First impressions of recent Imprint titles

The recent Oakeshott-related titles from Imprint Academic are aesthetically pleasing and also illustrate the continuing vitality of Oakeshott studies.

Keith Sutherland from Imprint Academic kicked off 2009 in handsome fashion, sending me a batch of his recent Oakeshott titles, starting with Kevin Williams‘ Education and the Voice of Michael Oakeshott and running through to Michael Minch’s hot-off-the-presses The Democratic Theory of Michael Oakeshott. I can tell that they are going to take some time to properly digest, but I have already seen enough to offer some  impressions.

The first thing that struck me about the books was their looks and feel. The earliest books in the series had roughly A5-sized pages with 2cm+ outer margins sufficient for my pencilled notes, and they had pleasantly smooth glossy coated dust jackets. With the next few books, however, the margins shrank and the covers became less smooth. At least to me, they felt less comfortable to handle. Now the glossy covers are back and better still, the books are both higher and wider, allowing the margins to expand to a useful 2.5+ cm. In the relatively slim Kos and Sullivan volumes the font size has also been enlarged. So judging on aesthetics alone, I think these books are the best in the series so far.

The new titles are also surely testaments to the vitality– perhaps the surprising vitality — of Oakeshott studies. At first sight, one might wonder just how much there could be to say about Oakeshott. Compared with some academics he published relatively little during his lifetime, and despite what some of his obituarists called his “boundless curiosity”, most of what he wrote revolved around just a handful of matters, most obviously the history of European political thought (including political philosophy) and the conceptual presuppositions of historical enquiry. He was by no stretch of the imagination the sort of philosopher who tried to produce a “theory of everything”. Yet people keep finding new things to say about him.

Amongst the recent books, Andrew Sullivan’s Intimations Pursued seems likely to garner the most attention, by virtue of the author’s public profile. Yet Michael Minch appears to have pursued some of the intimations of Oakeshott’s thought in a far more surprising direction. What affinities does Oakeshott have with theorists of deliberative democracy like Jurgen Habermas? Perhaps more than many Oakeshottians might be comfortable to admit!
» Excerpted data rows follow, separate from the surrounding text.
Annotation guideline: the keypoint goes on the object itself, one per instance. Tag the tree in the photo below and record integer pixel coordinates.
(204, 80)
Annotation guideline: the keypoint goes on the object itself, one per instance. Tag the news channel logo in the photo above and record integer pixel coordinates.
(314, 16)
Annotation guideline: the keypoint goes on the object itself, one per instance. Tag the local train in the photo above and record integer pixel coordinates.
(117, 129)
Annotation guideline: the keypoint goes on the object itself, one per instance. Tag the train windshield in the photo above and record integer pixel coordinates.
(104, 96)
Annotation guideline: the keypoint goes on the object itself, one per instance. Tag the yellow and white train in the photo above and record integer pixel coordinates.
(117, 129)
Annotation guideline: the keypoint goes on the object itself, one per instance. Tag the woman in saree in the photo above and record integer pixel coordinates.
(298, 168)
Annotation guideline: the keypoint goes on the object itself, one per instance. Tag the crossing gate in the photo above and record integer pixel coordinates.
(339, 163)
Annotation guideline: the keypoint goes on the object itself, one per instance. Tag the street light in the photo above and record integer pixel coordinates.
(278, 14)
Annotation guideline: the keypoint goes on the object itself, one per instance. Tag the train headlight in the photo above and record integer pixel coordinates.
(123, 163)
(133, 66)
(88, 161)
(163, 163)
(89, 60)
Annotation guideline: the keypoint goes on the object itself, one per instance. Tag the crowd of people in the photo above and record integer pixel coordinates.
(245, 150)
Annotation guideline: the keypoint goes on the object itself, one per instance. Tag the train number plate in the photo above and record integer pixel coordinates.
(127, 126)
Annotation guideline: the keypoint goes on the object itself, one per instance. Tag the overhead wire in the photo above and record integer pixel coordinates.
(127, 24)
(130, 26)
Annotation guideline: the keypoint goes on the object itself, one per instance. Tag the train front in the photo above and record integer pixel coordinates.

Kevin Williams’ study of Oakeshott’s educational ideas does not look surprising so much as like a long-overdue addition to the secondary literature, considering that Oakeshott’s educational ideas have been attracting the interest of professional educators ever since the 1960s. And while Eric Kos’s theme — what exactly it is we do, when we study great books in the history of political thought — is an obvious Oakeshottian topic, by delving at length into Oakeshott’s early notebooks on the ancient Greeks, Kos appears to have raised the evidential bar for future Oakeshott research.